Yahoo Finance 19/05/2017
Attorney Steven Donziger shows pictures of a pool of oil which seeped out from an oil waste pit left behind by Texaco at an oil pump site in the Amazon jungle, in Quito, in this October 30, 2003 file photo. Foto: Yahoo Finance
Time may be running short for New York lawyer Steven Donziger.
Chevron filed a brief this week, urging the U.S. Supreme Court to rebuff Donziger’s petition asking it to overturn a devastating judgment against him and his greatest achievement: a multibillion-dollar verdict in an environmental case he’d been pressing for more than 20 years.
Donziger’s campaign against Chevron reached its high-water mark six years ago, in March 2011, when he and a team of local lawyers won an $18 billion verdict—later reduced to $9.5 billion—in a provincial court in Lago Agrio, Ecuador, on behalf of residents of the Amazon region where Texaco, acquired by Chevron in 2001, had drilled from 1964 to 1992.
The verdict was hailed—and is still hailed in many quarters—as a historic vindication of the claims of Third World peoples, whose land and lives had been befouled by a soulless American corporation."
“We’ve won the case,” says Donziger, 55, in a self-produced video on his website, “but we’re still fighting.” The former journalist, Harvard Law graduate, and public defender continues: “We are facing what I believe is the most vicious, well-funded, corporate retaliation campaign ever—to destroy us.
He’s talking about what happened in February 2011, when Chevron sued Donziger in Manhattan federal court for civil racketeering.
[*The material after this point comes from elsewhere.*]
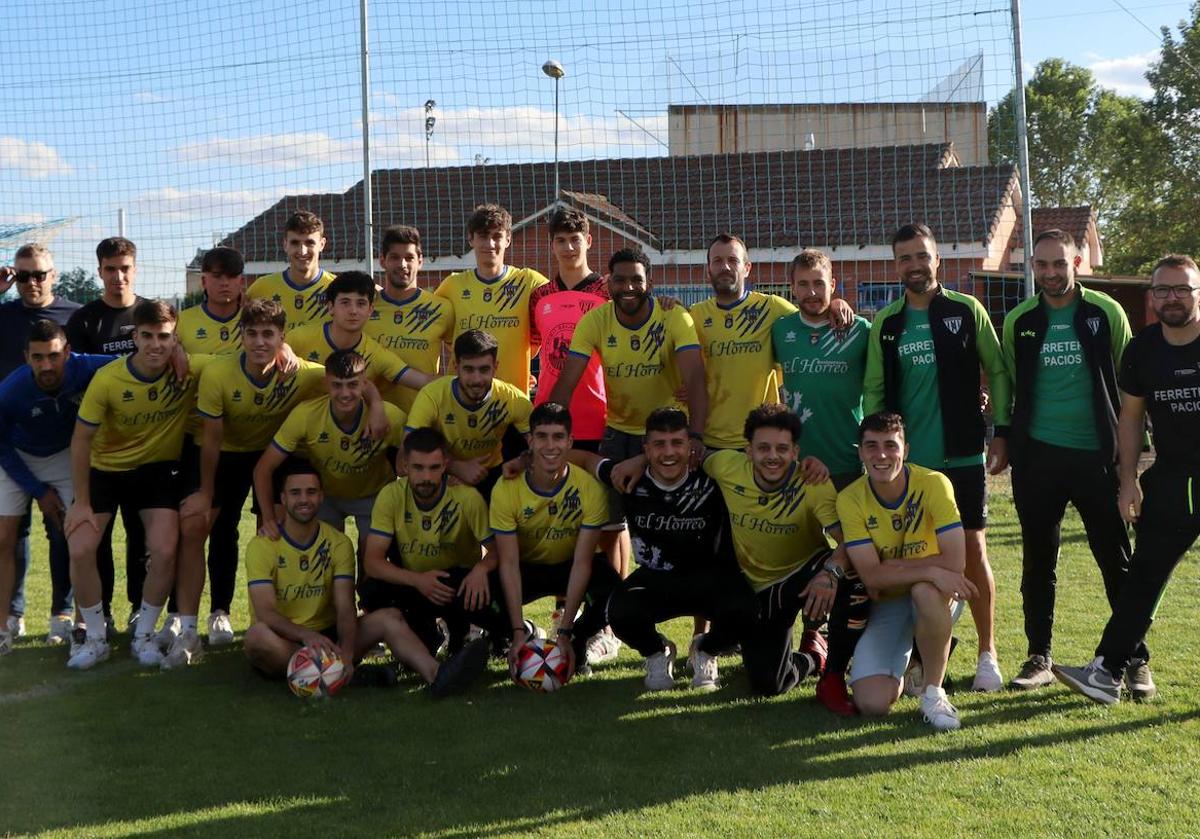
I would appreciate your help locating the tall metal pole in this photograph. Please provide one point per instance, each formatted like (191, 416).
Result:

Though U.S. District Judge Lewis Kaplan didn’t make a finding about whether the residents of Lago Agrio had been victimized by Texaco, which was outside the scope of the suit, he did conclude that Chevron had been repeatedly victimized by Donziger in both Ecuador and in the United States.
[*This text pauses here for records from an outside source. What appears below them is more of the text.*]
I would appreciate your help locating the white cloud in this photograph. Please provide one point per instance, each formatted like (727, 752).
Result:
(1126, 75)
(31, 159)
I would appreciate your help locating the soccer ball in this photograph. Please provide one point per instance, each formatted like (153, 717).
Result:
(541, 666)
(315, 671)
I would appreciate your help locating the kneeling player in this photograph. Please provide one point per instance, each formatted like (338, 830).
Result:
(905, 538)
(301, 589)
In March 2014, after a seven-week trial, Kaplan issued a 485-page, 1,842-footnote ruling, finding that Donziger and his team had procured the Lago Agrio verdict through an elaborate, multi-year campaign of fraud, bribery, extortion, money laundering, and other offenses, which was largely orchestrated and funded from the United States.
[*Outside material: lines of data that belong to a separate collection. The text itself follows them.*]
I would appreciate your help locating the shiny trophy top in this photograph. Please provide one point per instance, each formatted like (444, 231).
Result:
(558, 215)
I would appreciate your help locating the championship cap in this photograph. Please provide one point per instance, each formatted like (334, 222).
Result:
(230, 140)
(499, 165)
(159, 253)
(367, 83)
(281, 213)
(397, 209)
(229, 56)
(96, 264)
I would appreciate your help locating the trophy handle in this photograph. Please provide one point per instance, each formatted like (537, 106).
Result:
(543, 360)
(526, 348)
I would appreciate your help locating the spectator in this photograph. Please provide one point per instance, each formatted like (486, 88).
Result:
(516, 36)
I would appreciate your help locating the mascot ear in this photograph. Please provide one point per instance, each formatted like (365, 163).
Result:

Wrote Kaplan: “Even if Donziger and his clients had a just cause—and the Court expresses no opinion on that—they were not entitled to corrupt the process to achieve their goal. Justice is not served by inflicting injustice. The ends do not justify the means.”
Specifically, Kaplan found, Donziger’s team had directed their Denver-based consultants to ghostwrite a key damages report of an ostensibly neutral, court-appointed expert. When Chevron initiated U.S. litigation to expose this sham, Donziger’s team submitted an affidavit containing “half-truths or worse” to numerous U.S. judges in an effort to cover their tracks, Kaplan continued.
Then, when the truth finally came out, Donzinger’s team pulled off the most audacious stunt of all: They secretly ghostwrote the entire final opinion deciding the case, signed by Ecuadorian judge Nicolás Zambrano, in which Zambrano purported to disregard the ghost-written expert’s report, but reached essentially identical conclusions. Zambrano permitted Donziger’s team to write his ruling, Kaplan found, because the team had promised to pay him $500,000 from moneys eventually recovered from Chevron.